It hasn't been that way for a long while.

The last truly contested convention was 1976, when Republicans gathered in Kansas City. Former California Gov. Ronald Reagan fought President Gerald Ford all the way through the primaries. Ford had just enough delegates to win entering the convention. Reagan worked hard to woo some away; Ford worked equally hard to keep them. Ultimately, Ford won by a slender margin on the first ballot of delegates.

The last time a convention went beyond the first ballot for the top spot on a ticket was in 1952, when it took three ballots for Illinois Gov. Adlai Stevenson to win the Democratic nomination. Republicans went three ballots in 1948 to give New York Gov. Tom Dewey the nomination over Ohio Sen. Robert Taft.

Such excitement was once the norm, in an era when primaries mattered little because powerful local bosses controlled vast numbers of delegates who generally were party hacks. Back then, conventions were vehicles to wield power and settle scores.

Even Franklin Roosevelt had to wheel and deal his way to the Democratic nomination on four ballots in Chicago in 1932. (Until 1936, Democrats required nominees to have the support of two-thirds of the delegates; now, both parties require simple majorities.)

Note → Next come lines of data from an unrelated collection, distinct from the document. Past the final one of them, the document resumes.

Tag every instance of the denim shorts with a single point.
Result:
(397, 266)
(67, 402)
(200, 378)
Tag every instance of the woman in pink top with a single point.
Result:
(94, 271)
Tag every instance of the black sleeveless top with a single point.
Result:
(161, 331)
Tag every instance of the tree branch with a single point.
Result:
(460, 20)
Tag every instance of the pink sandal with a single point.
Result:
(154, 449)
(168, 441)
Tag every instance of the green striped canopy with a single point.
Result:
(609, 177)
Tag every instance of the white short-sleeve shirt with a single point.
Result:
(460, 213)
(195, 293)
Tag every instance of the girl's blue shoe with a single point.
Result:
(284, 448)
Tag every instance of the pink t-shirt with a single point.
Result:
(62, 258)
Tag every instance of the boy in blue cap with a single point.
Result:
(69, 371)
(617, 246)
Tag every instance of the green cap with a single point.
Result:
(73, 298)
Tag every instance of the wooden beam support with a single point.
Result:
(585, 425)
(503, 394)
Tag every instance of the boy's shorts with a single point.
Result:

In 1924, Democrats went through 103 ballots over nine days in New York to settle on John W. Davis, a Wall Street lawyer, one-term congressman and former ambassador to Great Britain. That ended the brutal duel between the two leading candidates, New York Gov. Al Smith and Californian William McAdoo, a former secretary of the Treasury, which was heightened by the fact that many delegates were Ku Klux Klan members virulently opposed to Smith, a Roman Catholic.